2/28/2011 | Share this article: View CommentsBy RT ~
Aristotle remarked that self command can be achieved when "obedience to reason becomes habitual". We now know that new ‘front brain experiences' i.e. those first experiences we have, will eventually be stored deeper within the brain after repetition, thereby forming habits. After playing high level sport for most of my life - going to the gym now is like tying a shoe lace or brushing my teeth. Good things can be practiced for good habits to be formed and of course the same can be said for the opposite.
Christians often don't realize how much religious conditioning can form harmful habits, psychological strongholds and even problematic addictions.

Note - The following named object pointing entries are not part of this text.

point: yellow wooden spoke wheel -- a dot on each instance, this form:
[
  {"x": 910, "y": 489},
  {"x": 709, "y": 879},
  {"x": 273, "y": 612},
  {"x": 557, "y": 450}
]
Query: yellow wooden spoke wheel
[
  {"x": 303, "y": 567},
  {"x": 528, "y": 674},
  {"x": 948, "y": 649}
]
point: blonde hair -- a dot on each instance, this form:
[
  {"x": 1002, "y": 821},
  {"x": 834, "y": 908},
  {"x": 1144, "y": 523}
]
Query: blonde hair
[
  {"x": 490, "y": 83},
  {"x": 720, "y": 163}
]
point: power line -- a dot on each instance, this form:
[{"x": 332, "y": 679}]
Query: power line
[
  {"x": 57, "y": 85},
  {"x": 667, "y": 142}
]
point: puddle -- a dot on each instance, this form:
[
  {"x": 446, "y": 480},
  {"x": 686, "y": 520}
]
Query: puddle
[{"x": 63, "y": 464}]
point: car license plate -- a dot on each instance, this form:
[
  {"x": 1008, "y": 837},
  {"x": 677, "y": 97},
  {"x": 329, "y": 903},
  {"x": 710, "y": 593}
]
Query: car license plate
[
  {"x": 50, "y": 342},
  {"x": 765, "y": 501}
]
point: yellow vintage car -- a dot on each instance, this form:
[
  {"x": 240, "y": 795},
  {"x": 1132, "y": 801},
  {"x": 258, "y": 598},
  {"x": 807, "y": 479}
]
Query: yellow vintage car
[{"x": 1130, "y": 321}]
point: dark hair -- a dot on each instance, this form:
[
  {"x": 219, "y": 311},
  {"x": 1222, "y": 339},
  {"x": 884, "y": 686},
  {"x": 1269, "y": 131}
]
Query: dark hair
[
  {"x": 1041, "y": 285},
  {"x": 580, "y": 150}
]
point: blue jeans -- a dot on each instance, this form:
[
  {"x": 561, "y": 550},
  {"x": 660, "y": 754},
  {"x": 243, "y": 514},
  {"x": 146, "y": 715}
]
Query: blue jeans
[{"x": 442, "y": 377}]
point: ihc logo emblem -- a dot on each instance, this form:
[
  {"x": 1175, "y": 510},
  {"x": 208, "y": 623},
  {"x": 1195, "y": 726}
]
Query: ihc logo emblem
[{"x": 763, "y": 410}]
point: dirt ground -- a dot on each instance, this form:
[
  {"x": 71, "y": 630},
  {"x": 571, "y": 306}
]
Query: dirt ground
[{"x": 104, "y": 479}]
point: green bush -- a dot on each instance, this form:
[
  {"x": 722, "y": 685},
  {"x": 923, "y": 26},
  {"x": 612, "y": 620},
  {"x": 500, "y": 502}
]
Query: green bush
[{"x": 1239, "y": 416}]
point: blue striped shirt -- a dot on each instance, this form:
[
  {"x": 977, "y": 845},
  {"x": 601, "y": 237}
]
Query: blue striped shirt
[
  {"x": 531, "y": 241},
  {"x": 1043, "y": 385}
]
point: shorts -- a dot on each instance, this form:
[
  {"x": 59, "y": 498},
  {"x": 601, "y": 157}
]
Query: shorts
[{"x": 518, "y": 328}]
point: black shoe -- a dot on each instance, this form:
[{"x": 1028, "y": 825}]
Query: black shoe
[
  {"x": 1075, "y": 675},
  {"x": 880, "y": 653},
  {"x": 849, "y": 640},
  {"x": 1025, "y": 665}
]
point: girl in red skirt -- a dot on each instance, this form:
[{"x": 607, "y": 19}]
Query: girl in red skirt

Sadly, the whip cracking servility so characteristic of religion is often mistaken for piety, devotion or spiritual depth. These ‘practices’ however can cause long term psychological harm. After many years of pastoring a Charismatic church - and then being forced to retreat because of a personal crisis (seen as failure by the judgmental majority) - I noticed how long it took me to overcome obsessive compulsive tendencies, emotional instability and vulnerability.
What makes me really cringe now - as an outside observer - is the churches awful reliance on 'pseudo psychology' or‘psycho babble’ and crass marketing to capture their clientele. Note the clever sounding phrases, the terminology, the alliteration, the words that frame powerful images and ideas of utopian domination and which unapologetically seek to lure, control or even addict people. 'Modern' churches have dropped biblical terms (not surprisingly) for cool sounding psych-speak. This really is no different to commonly known cults such as Scientology. The modern church realizes it must stay relevant in a society which has an ever decreasing appetite for outdated biblical norms. Further, given that our superficiality in society is at an all time high - church leaders have lowered their message to infomercial tackiness hoping to give the impression they have something truly intellectual yet common to offer.
The hardest part for the ‘ex-mega churchian’ is accepting that life actually is more about grey areas and uncertainties. The stark reality is the ‘repent or go to hell’ message doesn’t really fit a world of science and knowledge. Apart from extremists, the church isn’t going to attract members with such banal idiocy. Therefore, the church name and website must offer something that grabs the more sophisticated (yet just as vulnerable) members of our species. Hence terms such as empowerment, wholeness, vision, values, 'overcoming', 'organic life', 'planting', mandate, breakthrough, heights, victory, power, presence, community are spewed forth ad nauseum and designed to tickle the intellect. Sunday just isn’t Sunday without hyper-positivism either. The come down from this isn’t so different from the day after one too many G&T’s.
The church name no longer serves to differentiate locale and broad flavor; now it must have a powerful 21C enticement to draw the people in for more power and more ‘abundant life'. Even the church of 30 can claim to be ‘international' with a stroke of a pen. And then there’s the cool 'music', the cool clothes, ear piece mics, the pre-service hype, the exaggeration...the faces taut with ‘smilosis’.
The sheer arrogance of this falsity is cultish, controlling and psychologically disturbing. When things don't work out, as most often is the case - when there isn't victory, when there isn't 'empowerment' - people can be psychologically scarred for years. They believe they have failed. Personally. They have been rejected. God promised it. God’s presence has gone. For these people even the risk of reason is too high.
People invariably move on in this environment - because they have to. Failure is embarrassing in this guaranteed victory and power 'churchianity' but of course there is always a ‘god reason’ for moving on. Its been statistically shown that people average about 3 years per church. Approximately the same as changing over motor vehicles.
The term commonly used by the new church that receives these ‘try again’ types is 'transfer growth'. Transfer growth is the ultimate for the growing church – its like getting more business simply because the business up the street closed down. Humbly the church pastor never admits to wanting transfer growth, but secretly they delight in getting it.
New vision statements are common of course and these are changed regularly to fit but again it’s always just as the Lord instructed. That’s when Joshua and Isaiah are dusted off and quoted all over again. "Behold I am doing a new thing, do you not perceive it?. New alliterations spring forth, new maxims, new aphorisms abound. The deep ingraining has occurred. No one questions the constant ‘on the precipice’ dictum, year after year, after year. And sadly, new members don't realize what they have just signed up for.
The hardest part for the ‘ex-mega churchian’ is accepting that life actually is more about grey areas and uncertainties. Life is generally fairly mundane with some treasured moments. That’s what makes them treasured i.e. they are not every day. It’s healthy and real. False utopias create immature dependencies, not unlike the 20 yr old today who wants a never ceasing ‘experience’ without the responsibility.
Thankfully, reason rescued me from unreality. Thank you Aristotle.